Your goal is to implement the (asymptotically) fastest growing function within bounded code on a fictional CPU utilizing a quite limited, yet (probably) turing-complete instruction set.

Environment

The CPU utilizes unbounded RAM as well as two registers, the accumulator A and the program counter C, with words consisting of arbitrary integers, such that neither overflows nor underflows are possible. RAM is used to store data as well as code, allowing for self-modifying programs. Each instruction takes one parameter and therefore consists of two words; all instructions of your program are stored sequentially in RAM, starting at address 0. The following instructions can be used, P representing the parameter of the instruction:

Mnemonic Corresponding word Behavior
LOAD P 0 A := RAM[P]; C += 2
SAVE P 1 RAM[P] := A; C += 2
CNST P 2 A := P; C += 2
ADDT P 3 A += RAM[P]; C += 2
NEGA P 4 A := -RAM[P]; C += 2
JUMP P 5 C := P
JMPN P 6 If A <= 0 then C := P else C += 2.
HALT P every other number The program halts.

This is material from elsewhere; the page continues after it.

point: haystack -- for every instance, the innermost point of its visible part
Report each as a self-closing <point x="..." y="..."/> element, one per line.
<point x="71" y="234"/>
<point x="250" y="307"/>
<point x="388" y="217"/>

At each step, the instruction at address C will be executed using the parameter stored at C + 1. Both A and C will be initialized to 0 at the start of a program's execution. The word at -1 is supposed to be your input which can be guaranteed to be non-negative, other words not storing any instructions initially contain 0. The number stored at -2 will be considered your program's output, which must also be positive in all but finitely many cases.

Rules

At the initial state, your program may not occupy more than the first 2048 words each storing integers between -2^64 and 2^64, however, during execution, there are no bounds. Of course, you don't have to write your program in bytecode, using some assembly equivalent or ultimately any other language is fine as well, as long as you provide some rules/translator and show the result does not exceed the given bounds.

Every answer should come with some rough argument showing the program always halts, as well as some approximate lower bound on its growth rate. As the given space might very well suffice for some extremely fast-growing functions, it might be helpful to utilize the slow-/fast-growing hierarchy, as it provides a relatively simple way to compare two answers. Answers will be ranked by lower bounds that can be shown to hold.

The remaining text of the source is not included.